The primary mandate of these kinds of funds is stability – to reduce fluctuations in value generated by market cycles while achieving comparable returns to a benchmark.

But in what has been characterized as an anomaly or an inefficiency of the market, low-volatility funds have generally generated superior returns to the broader market.

For example, the TD Canadian Low Volatility fund, which is managed by Mr. Masson, has generated an average 8-per-cent return annually over the past three years, compared with 6.8 per cent for the S&P/TSX composite total return index.

Meanwhile, dozens of low-volatility exchange-traded funds have come to market in the United States and Canada in the past several years, many of which have proved their value over a volatile stretch amid the commodity bust.

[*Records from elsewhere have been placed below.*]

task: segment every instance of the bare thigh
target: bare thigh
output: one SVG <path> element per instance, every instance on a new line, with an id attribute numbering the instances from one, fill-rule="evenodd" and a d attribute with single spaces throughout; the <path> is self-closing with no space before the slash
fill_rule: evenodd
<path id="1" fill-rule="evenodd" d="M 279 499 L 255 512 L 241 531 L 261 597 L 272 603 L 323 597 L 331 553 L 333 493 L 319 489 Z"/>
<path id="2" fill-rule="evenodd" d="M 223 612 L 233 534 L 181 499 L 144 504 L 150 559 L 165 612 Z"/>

Over the past year, the two largest – the iShares Edge MSCI Minimum Volatility USA ETF and the PowerShares S&P 500 Low Volatility ETF – returned 10 per cent and 11.6 per cent, respectively, compared with 2.8 per cent for the S&P 500 total return index.

Unsurprisingly, investors have chased that performance, shovelling new money into low-volatility exchange traded funds.

The $13.6-billion (U.S.) iShares fund has doubled over the past year. In the first five months of this year alone, it took in $5.3-billion, which is more than any other equity-focused ETF, according to Bloomberg.

The kind of popularity has brought with it a new level of scrutiny.

In May, Deutsche Bank cited low volatility as among the most crowded investment strategies.

A recent report by New York money managers Greenline Partners found that over the past 50 years, low-volatility funds tended to outperform the market by one to two percentage points annually. But most of that time span saw interest rates trending downward. "We think this environment gave low-volatility investing a tailwind that will likely not repeat going forward," the report said.

In seeking stability, managers of low-volatility funds have tended to gravitate toward defensive sectors and bond-like securities, which are relatively attractive when interest rates are low. That preference has also generally excluded resource stocks in recent years, insulating low-volatility funds from the commodity correction.

A rising rate environment, on the other hand, may not favour the stocks and sectors now overweighted by the typical low-volatility fund. "Low volatility stock funds are probably the most dangerous thing out there," Jeffrey Gundlach, founder of DoubleLine, recently told the Financial Times.

But as the market changes, low-volatility fund managers will change their preferences, Mr. Masson said. "Sources of risk in the stock market migrate from sector to sector."

At least in theory, low-volatility investing is naturally resistant to crowded trades, Harry Marmer, a partner at Hillsdale Investment in Toronto, recently wrote in the Journal of Investing.

"As the herd chases these stocks, attempting to copycat a low-volatility-based strategy, the volatility of these stocks will increase and correspondingly these securities will exit the strategy," he said. "Of course, how fast these crowded stocks exit a strategy depends on the … investment process for a particular low-volatility strategy."